I found just the thing at my local drugstore: Hawaiian Tropic Shimmer Effect Lotion SPF 20. It goes on smoothly, doesn’t leave a white film, smells like spring break, and beautifully evened out my skin.
After stepping out of a well-aimed cloud of mosquito spray, I was ready to hit the beach.
In the natural light, my skin had lovely sheen, but I didn’t look overly glittery or anything. A BBQ commenced, champagne bottles burst open, and merriment ensued on the beautiful beaches of the Pearl Islands.
Eventually, people were wandering into the warm, aquamarine water. I’m really never one to go swimming, as the Jaws theme has a tendency to pop into my head, even in the pool. But, emboldened by more than a few glasses of champagne, I approached the ocean.
Our group had really spread out, and I was alone for a good 100 feet in all directions. I waded into the water up to my waist, marveling at how clear it was. I could see the glitter polish on my toes!
I noticed the shimmery sunscreen looked different in the water. The underwater environment coupled with refracted light seemed to turn my body into a gilded award show statuette. I stood there, taking it all in, watching the waves lapping lazily on the beach, lilting sounds of salsa music in the distance. The hot sun, the sky blue sky...
SWISH! The sound snapped me out of my dreamlike haze, and in HORROR I turned to see three fish the size of footballs jumping out of the water at a horizontal angle ten feet away from me.
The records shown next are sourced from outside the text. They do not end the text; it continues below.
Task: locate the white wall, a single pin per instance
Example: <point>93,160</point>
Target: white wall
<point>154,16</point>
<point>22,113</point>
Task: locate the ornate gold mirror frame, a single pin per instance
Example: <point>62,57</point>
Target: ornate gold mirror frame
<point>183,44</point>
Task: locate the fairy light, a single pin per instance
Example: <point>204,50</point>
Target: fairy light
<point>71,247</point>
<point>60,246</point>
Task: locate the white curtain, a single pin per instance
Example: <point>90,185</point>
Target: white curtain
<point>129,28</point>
They seemed to hang mid-air like Michael Jordan and turn to point their razor-sharp-looking noses right at me.
Then, when they hit the water again, they swam RIGHT FOR ME at a terrifying speed, making a whizzing sound through the water. It sounded like scissors slicing through wrapping paper, except not at all festive.
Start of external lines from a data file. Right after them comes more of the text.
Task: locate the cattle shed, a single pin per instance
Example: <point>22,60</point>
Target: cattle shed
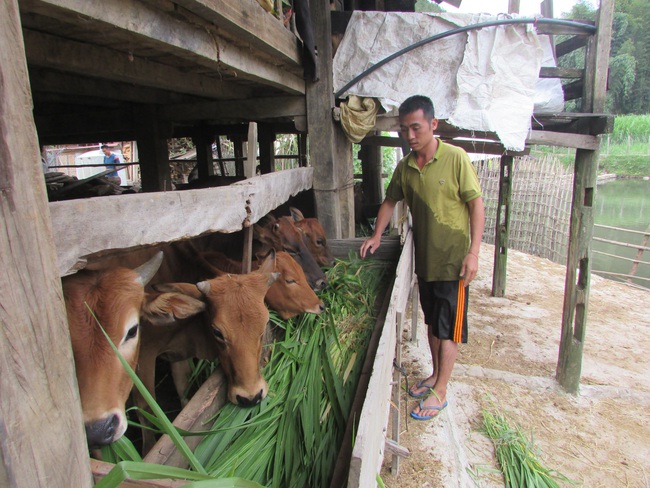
<point>74,72</point>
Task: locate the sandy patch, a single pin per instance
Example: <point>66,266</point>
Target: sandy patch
<point>599,438</point>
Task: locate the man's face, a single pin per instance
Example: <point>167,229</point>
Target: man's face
<point>417,130</point>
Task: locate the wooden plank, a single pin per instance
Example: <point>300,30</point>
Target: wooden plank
<point>54,52</point>
<point>578,271</point>
<point>502,228</point>
<point>547,138</point>
<point>42,441</point>
<point>328,145</point>
<point>93,225</point>
<point>388,251</point>
<point>243,110</point>
<point>100,469</point>
<point>601,62</point>
<point>370,440</point>
<point>549,72</point>
<point>209,398</point>
<point>249,23</point>
<point>168,34</point>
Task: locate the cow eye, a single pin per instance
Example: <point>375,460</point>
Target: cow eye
<point>132,332</point>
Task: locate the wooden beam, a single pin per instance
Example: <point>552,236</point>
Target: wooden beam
<point>163,32</point>
<point>330,151</point>
<point>547,138</point>
<point>48,84</point>
<point>238,110</point>
<point>369,442</point>
<point>85,227</point>
<point>249,23</point>
<point>209,398</point>
<point>41,424</point>
<point>54,52</point>
<point>578,271</point>
<point>502,228</point>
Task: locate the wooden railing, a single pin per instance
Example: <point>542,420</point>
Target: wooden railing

I RAN, which is hard, because, you know, water. So, it was more like I lunged, sputtered and splashed my way onto the beach, screaming the whole way. Was anyone there to save me? NO. They were all way up the beach drinking the rest of the champagne.
I threw myself out of the water onto the powder-soft sand. I swear, those fish swam right up to the waterline, and glared at me with their big, giant fish eyes. Do fish growl? I’m pretty sure they were growling.
At this point, my boyfriend, Jared, noticed I was flailing about and came over. I told him about my near-death experience, and laughing, he said, “Well, what did you expect? Tropical fish are attracted to shiny things. Your skin is golden, your toes are silver, and even your bathing suit has metal on it.”
My boyfriend poking fun at my sun-bunny stupidity in his charming British accent was enough to stop my heart from racing and make me feel like a moron.
A glass of champagne later, and after scrubbing my shimmer off with wet sand, I was back in the ocean--this time with a handsome escort, just in case.
I’ll be saving the Shimmer Effect Lotion for the pool.